Gold halts slide after market rout triggered margin-call selling
Gold steadied after being pulled into Monday’s global rout, when it slumped as some traders cut holdings to cover potential margin calls.
Spot bullion plunged as much as 3.2% in the previous session, the biggest intraday drop since early June, before paring losses. Prices traded in a daily range of more than $90 as shares and commodities tumbled.
With equity markets expected to encounter further volatility even as most shares climbed in Asia on Tuesday, gold is expected to attract fresh buyers. While the metal is traditionally regarded as a haven, it’s common for prices to retreat at times of intense market dislocation, only to rebound afterward.
“Long-gold positions now offer portfolios the greatest hedging value across commodities,” Goldman Sachs Group Inc. analysts including Daan Struyven said in note, sticking with a forecast for the metal to rally to $2 700 an ounce in 2025. Bullion can be a buffer against geopolitical shocks including wars, trade tariffs, and US sovereign-debt fears, they said.
Gold is still up by about 17% so far this year after hitting an all-time high in July, mainly supported by bets the Federal Reserve will pivot to monetary easing. Lower borrowing costs are positive for bullion as it doesn’t pay interest.
Concerns the US economy is sliding into recession saw swaps traders price in at least five quarter-point Fed cuts in 2024, with about 16% probability for an emergency reduction before its next scheduled meeting wraps on Sept. 18.
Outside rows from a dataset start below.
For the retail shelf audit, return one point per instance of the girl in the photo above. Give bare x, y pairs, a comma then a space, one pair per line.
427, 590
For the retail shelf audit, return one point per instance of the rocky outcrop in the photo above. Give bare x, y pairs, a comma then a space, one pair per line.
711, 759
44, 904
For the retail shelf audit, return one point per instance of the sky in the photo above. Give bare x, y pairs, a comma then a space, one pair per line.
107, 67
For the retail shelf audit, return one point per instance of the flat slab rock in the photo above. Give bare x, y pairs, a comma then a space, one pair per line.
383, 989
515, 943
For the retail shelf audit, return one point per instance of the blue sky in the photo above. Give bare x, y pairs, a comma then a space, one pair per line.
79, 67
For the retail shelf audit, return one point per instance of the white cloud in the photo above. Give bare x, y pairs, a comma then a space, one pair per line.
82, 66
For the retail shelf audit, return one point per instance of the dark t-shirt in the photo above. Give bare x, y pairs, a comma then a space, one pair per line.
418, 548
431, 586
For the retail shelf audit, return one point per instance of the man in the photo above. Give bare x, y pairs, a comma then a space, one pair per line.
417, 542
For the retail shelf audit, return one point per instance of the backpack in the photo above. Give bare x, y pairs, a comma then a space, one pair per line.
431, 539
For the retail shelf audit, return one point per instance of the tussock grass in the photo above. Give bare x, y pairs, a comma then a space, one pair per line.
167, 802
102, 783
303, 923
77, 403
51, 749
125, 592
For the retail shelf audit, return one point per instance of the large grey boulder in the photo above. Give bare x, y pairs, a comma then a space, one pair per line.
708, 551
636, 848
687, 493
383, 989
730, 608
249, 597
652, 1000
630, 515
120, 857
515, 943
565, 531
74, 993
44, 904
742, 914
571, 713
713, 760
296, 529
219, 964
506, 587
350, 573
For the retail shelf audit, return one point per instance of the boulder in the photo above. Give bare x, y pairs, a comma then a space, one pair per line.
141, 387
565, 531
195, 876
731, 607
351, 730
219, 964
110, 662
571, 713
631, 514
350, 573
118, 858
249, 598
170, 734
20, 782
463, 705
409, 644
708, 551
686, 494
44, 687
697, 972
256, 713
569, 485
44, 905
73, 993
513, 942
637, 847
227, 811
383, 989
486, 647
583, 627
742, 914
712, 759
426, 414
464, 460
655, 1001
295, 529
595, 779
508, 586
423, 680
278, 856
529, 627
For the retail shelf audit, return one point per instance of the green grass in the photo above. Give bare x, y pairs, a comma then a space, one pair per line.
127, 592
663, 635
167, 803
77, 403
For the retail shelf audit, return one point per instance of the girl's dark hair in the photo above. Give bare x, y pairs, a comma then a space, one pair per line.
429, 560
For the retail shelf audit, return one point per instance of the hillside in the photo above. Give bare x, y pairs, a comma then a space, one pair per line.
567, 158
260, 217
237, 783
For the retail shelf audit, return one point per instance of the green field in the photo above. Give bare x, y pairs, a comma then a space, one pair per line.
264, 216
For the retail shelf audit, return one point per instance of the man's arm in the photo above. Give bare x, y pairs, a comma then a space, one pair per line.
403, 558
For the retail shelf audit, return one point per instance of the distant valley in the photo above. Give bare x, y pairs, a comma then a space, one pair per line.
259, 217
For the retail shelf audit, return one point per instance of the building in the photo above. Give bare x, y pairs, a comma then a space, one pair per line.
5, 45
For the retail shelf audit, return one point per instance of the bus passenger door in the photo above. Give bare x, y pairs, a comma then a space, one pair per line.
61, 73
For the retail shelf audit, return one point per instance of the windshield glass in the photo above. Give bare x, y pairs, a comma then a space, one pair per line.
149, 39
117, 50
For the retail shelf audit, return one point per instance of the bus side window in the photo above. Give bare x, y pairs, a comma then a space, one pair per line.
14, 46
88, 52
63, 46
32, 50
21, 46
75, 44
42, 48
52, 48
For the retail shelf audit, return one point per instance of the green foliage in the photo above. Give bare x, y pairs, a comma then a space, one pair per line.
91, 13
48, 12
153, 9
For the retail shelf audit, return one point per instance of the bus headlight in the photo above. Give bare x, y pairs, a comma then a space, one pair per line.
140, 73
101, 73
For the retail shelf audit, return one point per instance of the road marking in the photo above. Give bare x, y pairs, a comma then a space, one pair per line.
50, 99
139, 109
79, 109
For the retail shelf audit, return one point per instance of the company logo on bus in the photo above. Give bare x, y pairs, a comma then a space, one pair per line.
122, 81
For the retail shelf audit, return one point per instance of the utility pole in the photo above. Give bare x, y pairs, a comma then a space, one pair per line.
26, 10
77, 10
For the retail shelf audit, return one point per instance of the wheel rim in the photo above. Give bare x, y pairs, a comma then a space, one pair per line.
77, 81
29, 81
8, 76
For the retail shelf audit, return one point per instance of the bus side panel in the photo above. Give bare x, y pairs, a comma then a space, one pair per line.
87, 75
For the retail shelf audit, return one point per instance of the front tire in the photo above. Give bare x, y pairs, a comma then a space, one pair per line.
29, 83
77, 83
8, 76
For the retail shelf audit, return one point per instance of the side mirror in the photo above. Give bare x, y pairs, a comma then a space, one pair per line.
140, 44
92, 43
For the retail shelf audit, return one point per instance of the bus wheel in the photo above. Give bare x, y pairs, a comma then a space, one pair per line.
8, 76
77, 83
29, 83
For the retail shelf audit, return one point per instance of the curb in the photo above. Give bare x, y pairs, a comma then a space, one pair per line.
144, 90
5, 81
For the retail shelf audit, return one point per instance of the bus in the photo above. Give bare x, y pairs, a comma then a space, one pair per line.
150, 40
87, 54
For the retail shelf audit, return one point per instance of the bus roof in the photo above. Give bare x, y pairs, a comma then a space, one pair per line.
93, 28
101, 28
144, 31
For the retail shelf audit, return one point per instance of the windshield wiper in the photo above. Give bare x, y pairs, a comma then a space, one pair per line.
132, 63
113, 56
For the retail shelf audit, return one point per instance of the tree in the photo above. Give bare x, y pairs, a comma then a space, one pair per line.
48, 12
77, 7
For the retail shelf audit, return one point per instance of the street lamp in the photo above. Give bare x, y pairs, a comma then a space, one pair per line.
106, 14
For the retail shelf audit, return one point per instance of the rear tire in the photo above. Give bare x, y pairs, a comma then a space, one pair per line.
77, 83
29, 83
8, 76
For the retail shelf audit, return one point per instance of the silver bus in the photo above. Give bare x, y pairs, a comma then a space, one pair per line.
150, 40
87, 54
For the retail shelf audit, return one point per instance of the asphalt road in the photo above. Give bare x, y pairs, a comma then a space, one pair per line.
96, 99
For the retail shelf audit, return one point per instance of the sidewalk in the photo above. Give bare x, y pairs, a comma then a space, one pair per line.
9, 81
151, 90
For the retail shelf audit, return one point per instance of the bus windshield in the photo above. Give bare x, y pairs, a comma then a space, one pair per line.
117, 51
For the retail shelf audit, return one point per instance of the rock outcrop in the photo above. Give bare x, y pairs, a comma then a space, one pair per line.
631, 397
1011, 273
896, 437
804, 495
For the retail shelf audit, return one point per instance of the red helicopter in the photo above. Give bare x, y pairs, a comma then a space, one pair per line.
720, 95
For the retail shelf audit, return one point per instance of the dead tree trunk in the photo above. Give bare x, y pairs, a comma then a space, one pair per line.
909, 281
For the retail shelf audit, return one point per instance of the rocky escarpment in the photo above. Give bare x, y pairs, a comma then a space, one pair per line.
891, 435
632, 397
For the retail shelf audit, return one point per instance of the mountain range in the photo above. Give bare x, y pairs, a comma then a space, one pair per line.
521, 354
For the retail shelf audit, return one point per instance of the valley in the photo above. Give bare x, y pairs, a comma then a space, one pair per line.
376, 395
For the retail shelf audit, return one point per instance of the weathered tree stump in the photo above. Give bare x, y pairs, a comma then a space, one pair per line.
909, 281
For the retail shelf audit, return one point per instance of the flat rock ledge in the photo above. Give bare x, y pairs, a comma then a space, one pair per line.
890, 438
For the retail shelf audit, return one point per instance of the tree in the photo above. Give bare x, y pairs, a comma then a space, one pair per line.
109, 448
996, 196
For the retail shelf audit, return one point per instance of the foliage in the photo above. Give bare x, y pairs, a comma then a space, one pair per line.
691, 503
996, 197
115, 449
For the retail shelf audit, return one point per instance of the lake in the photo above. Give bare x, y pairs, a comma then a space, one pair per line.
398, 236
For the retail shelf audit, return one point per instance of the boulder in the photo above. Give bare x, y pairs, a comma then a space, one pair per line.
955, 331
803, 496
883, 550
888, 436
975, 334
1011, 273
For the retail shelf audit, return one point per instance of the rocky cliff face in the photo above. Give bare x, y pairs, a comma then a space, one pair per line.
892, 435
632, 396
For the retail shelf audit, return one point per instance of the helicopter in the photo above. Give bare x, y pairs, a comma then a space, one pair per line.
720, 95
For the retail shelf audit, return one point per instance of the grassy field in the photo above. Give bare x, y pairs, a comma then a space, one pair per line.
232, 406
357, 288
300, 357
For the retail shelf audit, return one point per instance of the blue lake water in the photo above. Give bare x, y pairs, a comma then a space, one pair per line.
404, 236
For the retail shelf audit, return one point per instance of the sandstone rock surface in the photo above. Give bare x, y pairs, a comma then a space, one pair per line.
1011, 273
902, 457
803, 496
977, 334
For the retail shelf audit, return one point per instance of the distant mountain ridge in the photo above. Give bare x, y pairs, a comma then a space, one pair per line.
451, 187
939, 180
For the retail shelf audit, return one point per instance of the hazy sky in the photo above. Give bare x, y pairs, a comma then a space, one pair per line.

Bullion has also been aided by increased purchases by central banks and Asian consumers. Rising geopolitical tensions in the Middle East — with Israel bracing for an attack from Iran and regional militias — have also supported prices.
Spot gold was little changed at $2 414.39 an ounce by 9:18 a.m. in Singapore. The Bloomberg Dollar Spot Index edged higher after Monday’s 0.3% decline. Silver gained 0.7% in the wake of its 4.5% tumble, while platinum and palladium rose.